Living in a Passivhaus: Lessons of the winter
As journalist/ blogger Mark Brinkley has said, learning to live in a Passivhaus is a bit like learning to drive a car – so we’re learning to ‘drive’ the house. The biggest area of learning has been the heating and domestic hot water.
The house’s baseline temperature was originally set at 21 degrees, so that when room temperature went below 21, the heating came on (duct heater, 2 towel rails and one radiator in the living room). However, this meant that the house sometimes got too hot as there can be a time-lag before the heating switched itself off again. I think initially we thought the house was going to be an automatic house which would run itself without us having to adjust any of the switches etc – but we’ve realised that sometimes we just need to turn the heating off manually.
When we did our January monthly meter readings we were surprised when we found that we had used 147.28 m3 of gas in the previous 2 months. However as this was just average of 73m3 per month it is still within reasonable limits for that time of year and does also include hot water usage (solar thermal panels were covered in snow for some of that time). Over December we had a really severe cold patch for about 14 days. Over that time the heating was on from 6.30am-7.00pm or sometimes 24 hours a day. Actually during some of that time we overheated the house and it became a bit uncomfortable.
Solar space performance
During those extreme conditions in December, it was -18 outside and there was a ‘thermal battle’ going on between the heat in the fabric and the cold outside. As had been anticipated the coldest place in the house was in the solar space – it just felt colder up to about 6 inches in. When most of the surfaces in the house were 20 degrees C in the house the floor surface temperature might be 17 degrees near the edge of the solar space. In a standard house the whole house would feel cold but in the Passivhaus the cold was just creeping in..

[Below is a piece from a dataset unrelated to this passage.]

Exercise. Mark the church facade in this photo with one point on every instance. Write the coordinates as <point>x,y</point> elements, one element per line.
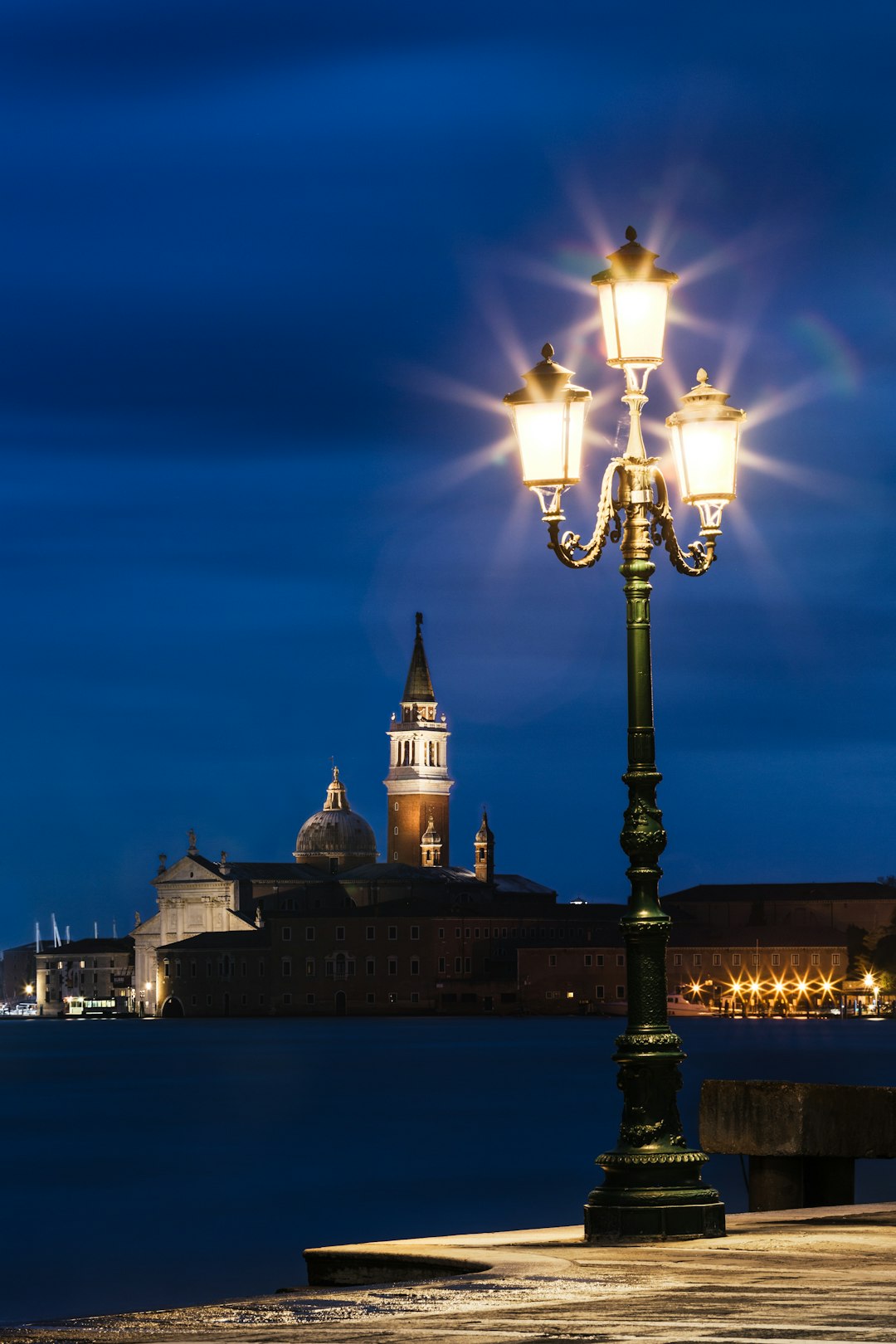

Regulating the heating timer controls
Since then, we’ve been using the heating a lot less. Now we’re finding that we can just run it for a few hours and keep comfortable all day. We’ve been generally putting the heating on from 6.30am -9.30am (3 hours instead of 12 hours) is enough on a normal February day. We have also now adjusted our baseline temperature down to 20 degrees. On a sunny winter’s day we don’t need the heating at all – the sun will warm the house to 21 degrees and slowly decay so that at 10pm at night it might go down to 20 degrees – the solar heat we can gather has a very long decay rate away and that’s what makes it comfortable. We’re finding the temperature is fairly stable at a comfortable temperature.
Making sense of the gas usage
One of the difficulties when analysing gas consumption, is that you can’t separate the gas usage for space heating from hot water heating or from cooking. The only way to separate them out would be to get specialist meters on each aspect of gas usage, which sounds expensive and a hassle. However, we have been cutting down the length of time we put the hot water on for and are finding that that is having a big impact on our gas consumption.
Humidity/ dryness
Another thing we have noticed in the winter was that the warmed fresh air sometimes became quite dry – this mostly affected Geoff at night times especially if he had a cold – he would waking a couple of times with a very dry mouth. We have come up with a really easy solution to this: a bowl of water on the dressing table or – even better due to greater surface area – leaving a moistened tea towel on the back of a chair overnight. This serves to releases humidity through the night and ever since we’ve done that we’ve not had one problem with over-dry air in the night etc. Needless to say, wet washing dries overnight in the house! We believe later models of the PAUL MVHR systems tackle the dryness issue by offering the option of humidity control/recovery. . More houseplants might also be another solution!
Frozen MVHR
Three days before Christmas the MVHR condensate pipe froze up. It stayed frozen for 3 days – mainly because the system is housed in the garage – so we had to put an electric heater on to thaw it out. Our washing machine in the garage had also frozen earlier in the extreme conditions and the same thing could happen to condensing gas boilers. Going forward, we will need to keep an eye on the condensate pipe in sub-zero conditions and we’re looking to insulate the garage for next winter. If we had had limitless money we would probably have insulated the garage first time around.
So the winter has thrown quite a few new lessons for us to help us fine-tune the house and learn to ‘drive’ the house. We’re still learning and next year our bills will reduce again because we won’t overheat it in the winter – but you don’t know what you’re doing until you do it!